Discussion was held on private lessons at the swimming pool. The parks and rec committee recommended that private lessons need to be five days and not just four days. The council approved this motion.
They also discussed how much money the lifeguards should receive for private lessons. In prior years, the lifeguards received the entire cost of the private lessons. The committee felt the lifeguard should be paid a portion of those costs as the city is paying for the pool maintenance, the lifeguards certifications, liability insurance, etc.
Larson stated her issue is that the city is not benefitting anything from the private lessons.
Grafstrom reported that last year the pool staff made $24,900. Three girls received over $8,000 for private lessons alone.
Waller was concerned the lifeguards wouldn’t want to do the private lessons if they didn’t get the entire amount. He stated he didn’t want to get a bunch of phone calls saying we don’t have anyone to do private lessons.
The council voted to set the lifeguards salaries at $12 per hour for private lessons with the one returning lifeguard making $13.50 per hour. Councilor Mikey Totleben voted against, stating he didn’t want to receive any phone calls.
The council also approved a rate for water aerobics at $5 per one hour lesson with the instructor being paid $13.50 per hour.
The council also approved the pool manager job description at 17-20 hours per week.
In other business:
• Matt Kuzel presented a request on behalf of his wife, Emily, to get a group of volunteers together to get the playground equipment installed. The council gave the Kuzels permission to proceed.
• Council approved setting a hearing for Monday, June 3, for the adoption of an ordinance establishing fees for emergency protection fire services for property within the city.
• Permission was given to Docken to start the paperwork for another fall deer hunt in the city.

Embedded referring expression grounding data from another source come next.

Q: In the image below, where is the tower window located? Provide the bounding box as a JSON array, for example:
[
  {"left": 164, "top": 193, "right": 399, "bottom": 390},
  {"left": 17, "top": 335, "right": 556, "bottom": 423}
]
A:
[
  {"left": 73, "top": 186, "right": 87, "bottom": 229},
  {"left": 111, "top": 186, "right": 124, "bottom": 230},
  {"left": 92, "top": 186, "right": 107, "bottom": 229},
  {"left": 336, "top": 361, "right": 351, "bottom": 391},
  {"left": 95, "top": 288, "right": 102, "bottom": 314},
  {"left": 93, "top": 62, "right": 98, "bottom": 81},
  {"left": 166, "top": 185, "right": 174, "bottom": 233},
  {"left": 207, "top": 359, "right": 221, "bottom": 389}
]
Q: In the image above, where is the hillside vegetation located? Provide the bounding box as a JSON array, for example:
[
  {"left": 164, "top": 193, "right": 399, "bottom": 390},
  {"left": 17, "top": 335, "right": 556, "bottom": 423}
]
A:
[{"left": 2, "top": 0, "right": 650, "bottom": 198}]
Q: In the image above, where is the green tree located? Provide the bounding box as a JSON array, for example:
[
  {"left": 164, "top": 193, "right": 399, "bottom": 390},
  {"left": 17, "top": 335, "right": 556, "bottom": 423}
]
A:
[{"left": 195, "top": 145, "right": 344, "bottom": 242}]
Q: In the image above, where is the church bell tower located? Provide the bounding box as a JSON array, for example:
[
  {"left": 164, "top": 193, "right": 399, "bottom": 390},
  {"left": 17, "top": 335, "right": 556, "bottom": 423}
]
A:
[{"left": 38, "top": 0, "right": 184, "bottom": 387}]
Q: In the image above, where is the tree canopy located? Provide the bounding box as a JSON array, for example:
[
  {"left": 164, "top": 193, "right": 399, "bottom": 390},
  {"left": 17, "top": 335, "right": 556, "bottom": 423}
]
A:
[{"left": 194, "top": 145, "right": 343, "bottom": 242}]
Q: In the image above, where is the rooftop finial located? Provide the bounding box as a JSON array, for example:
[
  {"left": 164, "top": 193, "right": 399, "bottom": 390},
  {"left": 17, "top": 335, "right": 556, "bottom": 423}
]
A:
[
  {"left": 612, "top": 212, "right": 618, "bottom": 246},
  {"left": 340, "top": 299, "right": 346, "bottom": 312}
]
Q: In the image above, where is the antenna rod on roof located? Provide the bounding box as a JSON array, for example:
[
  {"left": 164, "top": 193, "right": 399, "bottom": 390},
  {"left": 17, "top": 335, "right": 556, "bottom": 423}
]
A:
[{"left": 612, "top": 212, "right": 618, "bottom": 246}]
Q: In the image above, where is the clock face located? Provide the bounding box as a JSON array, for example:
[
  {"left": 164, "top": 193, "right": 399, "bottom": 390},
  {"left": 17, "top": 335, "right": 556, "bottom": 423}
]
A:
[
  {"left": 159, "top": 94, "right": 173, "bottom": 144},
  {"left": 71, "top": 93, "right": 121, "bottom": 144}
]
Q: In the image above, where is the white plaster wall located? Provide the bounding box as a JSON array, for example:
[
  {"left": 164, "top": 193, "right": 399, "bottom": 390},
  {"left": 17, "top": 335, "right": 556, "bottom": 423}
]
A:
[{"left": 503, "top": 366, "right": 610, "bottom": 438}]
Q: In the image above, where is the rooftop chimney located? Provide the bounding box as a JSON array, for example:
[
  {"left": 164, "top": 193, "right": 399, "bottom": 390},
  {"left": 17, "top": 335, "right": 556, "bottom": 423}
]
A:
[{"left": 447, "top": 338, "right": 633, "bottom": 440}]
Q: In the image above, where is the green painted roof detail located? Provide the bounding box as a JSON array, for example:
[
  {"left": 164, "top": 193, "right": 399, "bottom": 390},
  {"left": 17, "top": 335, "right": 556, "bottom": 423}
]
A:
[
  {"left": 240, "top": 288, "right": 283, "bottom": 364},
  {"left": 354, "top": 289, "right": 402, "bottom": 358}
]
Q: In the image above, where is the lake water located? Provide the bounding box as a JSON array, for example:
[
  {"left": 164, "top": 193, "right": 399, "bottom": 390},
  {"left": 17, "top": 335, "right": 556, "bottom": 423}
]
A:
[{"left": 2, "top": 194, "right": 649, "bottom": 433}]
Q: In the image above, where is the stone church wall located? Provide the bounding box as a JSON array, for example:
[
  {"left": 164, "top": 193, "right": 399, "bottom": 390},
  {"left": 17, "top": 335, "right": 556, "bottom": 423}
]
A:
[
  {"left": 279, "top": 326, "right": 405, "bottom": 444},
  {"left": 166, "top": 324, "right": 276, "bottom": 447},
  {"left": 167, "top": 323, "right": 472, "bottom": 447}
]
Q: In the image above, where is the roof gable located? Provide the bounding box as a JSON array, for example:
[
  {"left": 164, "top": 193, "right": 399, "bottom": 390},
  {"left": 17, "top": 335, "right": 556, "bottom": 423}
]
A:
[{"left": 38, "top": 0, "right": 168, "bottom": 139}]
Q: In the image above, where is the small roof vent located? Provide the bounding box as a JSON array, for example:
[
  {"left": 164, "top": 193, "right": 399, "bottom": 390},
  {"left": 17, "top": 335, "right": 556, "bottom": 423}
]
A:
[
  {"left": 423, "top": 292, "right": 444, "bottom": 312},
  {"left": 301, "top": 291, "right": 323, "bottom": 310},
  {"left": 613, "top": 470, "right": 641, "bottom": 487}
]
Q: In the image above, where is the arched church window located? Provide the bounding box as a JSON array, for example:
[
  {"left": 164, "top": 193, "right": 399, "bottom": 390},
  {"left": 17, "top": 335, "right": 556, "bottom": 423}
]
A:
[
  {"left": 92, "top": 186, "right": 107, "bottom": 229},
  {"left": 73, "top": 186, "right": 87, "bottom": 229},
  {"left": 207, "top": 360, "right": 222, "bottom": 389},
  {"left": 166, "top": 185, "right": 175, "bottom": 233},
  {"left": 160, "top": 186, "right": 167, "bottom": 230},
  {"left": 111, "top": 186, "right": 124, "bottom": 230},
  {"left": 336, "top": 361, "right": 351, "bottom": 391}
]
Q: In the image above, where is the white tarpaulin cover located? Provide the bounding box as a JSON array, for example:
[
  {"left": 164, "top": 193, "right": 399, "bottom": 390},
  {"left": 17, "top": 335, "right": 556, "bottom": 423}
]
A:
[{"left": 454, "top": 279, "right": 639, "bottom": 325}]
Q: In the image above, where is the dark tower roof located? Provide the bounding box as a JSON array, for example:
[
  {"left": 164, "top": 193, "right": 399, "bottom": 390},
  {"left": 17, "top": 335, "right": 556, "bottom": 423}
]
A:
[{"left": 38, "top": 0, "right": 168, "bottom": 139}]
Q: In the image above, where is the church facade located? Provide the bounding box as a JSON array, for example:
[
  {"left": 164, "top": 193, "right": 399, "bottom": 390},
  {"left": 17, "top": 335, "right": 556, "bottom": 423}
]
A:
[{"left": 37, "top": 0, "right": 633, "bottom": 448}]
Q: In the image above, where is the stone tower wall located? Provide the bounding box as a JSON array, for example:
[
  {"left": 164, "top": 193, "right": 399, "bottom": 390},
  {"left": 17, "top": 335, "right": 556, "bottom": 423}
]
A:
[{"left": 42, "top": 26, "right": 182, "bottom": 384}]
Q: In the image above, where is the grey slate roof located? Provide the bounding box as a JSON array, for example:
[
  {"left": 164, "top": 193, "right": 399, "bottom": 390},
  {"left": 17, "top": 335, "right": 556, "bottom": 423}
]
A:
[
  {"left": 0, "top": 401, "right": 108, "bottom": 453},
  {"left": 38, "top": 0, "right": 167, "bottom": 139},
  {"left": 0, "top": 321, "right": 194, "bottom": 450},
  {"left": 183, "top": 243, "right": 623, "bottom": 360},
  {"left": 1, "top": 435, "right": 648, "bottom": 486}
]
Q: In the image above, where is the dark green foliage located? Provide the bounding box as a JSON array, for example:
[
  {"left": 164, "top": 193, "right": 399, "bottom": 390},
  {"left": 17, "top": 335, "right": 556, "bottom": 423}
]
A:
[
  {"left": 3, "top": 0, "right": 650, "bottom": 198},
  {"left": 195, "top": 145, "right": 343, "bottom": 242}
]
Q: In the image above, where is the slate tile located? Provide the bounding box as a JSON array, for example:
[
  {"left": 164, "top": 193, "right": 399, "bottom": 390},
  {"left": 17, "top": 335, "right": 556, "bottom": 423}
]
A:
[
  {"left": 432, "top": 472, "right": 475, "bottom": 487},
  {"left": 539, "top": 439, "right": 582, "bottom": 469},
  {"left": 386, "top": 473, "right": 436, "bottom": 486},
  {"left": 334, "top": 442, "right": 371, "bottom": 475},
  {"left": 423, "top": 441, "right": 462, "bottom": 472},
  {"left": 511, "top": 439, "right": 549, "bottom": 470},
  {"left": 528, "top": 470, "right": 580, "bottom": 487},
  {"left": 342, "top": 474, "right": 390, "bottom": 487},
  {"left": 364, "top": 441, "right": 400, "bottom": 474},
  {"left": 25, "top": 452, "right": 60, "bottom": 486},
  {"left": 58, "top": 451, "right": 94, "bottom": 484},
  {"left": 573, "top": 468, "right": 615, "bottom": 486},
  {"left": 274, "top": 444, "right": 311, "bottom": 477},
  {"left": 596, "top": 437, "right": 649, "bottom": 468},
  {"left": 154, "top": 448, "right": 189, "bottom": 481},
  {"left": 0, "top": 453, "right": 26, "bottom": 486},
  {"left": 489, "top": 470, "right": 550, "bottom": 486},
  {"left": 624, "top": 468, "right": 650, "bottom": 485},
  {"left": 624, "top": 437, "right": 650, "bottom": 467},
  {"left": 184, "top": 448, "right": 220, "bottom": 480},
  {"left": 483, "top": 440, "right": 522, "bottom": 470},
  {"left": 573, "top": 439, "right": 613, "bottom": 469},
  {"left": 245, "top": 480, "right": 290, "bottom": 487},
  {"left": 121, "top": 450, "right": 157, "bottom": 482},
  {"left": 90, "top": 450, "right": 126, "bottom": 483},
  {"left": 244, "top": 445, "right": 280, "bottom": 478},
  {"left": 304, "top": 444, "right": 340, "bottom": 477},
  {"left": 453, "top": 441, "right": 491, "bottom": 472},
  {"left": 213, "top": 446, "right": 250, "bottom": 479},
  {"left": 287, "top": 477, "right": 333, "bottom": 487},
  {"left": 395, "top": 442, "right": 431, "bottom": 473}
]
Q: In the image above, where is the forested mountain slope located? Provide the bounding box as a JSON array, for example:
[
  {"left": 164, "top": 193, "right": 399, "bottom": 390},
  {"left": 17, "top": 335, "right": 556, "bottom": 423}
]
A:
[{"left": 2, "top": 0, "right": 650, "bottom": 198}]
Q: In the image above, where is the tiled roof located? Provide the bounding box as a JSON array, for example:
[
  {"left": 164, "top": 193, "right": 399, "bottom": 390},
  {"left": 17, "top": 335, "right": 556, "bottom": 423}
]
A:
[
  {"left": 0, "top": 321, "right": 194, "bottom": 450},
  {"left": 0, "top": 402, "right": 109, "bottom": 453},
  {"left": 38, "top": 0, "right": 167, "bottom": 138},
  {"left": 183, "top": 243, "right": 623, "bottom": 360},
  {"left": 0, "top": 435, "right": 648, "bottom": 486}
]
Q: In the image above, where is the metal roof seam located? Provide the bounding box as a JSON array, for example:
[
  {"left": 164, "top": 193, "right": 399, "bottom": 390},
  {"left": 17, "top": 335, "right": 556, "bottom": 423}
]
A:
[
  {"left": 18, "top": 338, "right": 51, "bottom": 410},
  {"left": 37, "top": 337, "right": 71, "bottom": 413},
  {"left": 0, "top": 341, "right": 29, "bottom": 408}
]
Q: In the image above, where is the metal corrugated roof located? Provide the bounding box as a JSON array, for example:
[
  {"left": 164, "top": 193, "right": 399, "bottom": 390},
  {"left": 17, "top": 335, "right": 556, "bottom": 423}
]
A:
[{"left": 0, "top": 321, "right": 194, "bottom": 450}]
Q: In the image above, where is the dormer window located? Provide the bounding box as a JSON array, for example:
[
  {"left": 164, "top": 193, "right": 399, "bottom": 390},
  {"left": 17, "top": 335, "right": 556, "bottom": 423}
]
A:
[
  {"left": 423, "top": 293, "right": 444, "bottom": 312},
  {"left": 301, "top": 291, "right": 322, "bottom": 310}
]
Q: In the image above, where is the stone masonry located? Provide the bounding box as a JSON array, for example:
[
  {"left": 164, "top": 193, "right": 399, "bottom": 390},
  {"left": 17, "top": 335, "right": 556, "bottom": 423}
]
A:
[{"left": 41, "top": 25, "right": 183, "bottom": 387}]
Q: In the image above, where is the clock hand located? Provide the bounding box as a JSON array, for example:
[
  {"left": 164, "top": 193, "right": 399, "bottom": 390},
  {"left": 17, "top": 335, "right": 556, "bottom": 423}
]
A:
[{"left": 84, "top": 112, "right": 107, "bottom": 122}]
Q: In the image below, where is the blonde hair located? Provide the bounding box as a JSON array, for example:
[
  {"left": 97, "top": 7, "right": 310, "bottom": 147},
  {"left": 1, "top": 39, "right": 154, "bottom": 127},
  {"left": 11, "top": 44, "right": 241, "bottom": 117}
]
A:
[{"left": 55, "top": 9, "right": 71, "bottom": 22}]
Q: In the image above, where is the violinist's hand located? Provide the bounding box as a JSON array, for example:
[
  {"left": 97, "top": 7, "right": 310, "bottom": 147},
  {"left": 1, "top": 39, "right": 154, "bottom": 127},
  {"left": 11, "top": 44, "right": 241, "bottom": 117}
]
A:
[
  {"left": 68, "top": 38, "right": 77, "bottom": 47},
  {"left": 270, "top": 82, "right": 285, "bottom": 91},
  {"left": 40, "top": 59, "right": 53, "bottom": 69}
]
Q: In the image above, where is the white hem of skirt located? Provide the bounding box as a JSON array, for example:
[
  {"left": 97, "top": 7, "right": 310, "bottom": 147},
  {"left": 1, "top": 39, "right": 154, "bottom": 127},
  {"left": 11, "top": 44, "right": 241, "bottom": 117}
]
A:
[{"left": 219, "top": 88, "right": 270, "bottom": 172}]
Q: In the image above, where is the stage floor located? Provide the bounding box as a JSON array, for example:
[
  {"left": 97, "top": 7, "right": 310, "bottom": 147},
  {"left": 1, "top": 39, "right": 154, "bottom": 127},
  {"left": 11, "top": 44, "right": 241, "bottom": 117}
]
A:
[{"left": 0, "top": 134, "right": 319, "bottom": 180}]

• Council approved renting a speed sign trailer from the county a few times this summer to see how effective it is on speeders as well as the amount of traffic it calculates coming into town.
• Council received an update on the Hallock dam project from Jeff Langan, Houston Engineering.
• Building permits were approved for Dennis Kinkead, Erika Swanson and Bob Jaszczak.
The council will meet again Monday, June 3, 5:30 p.m.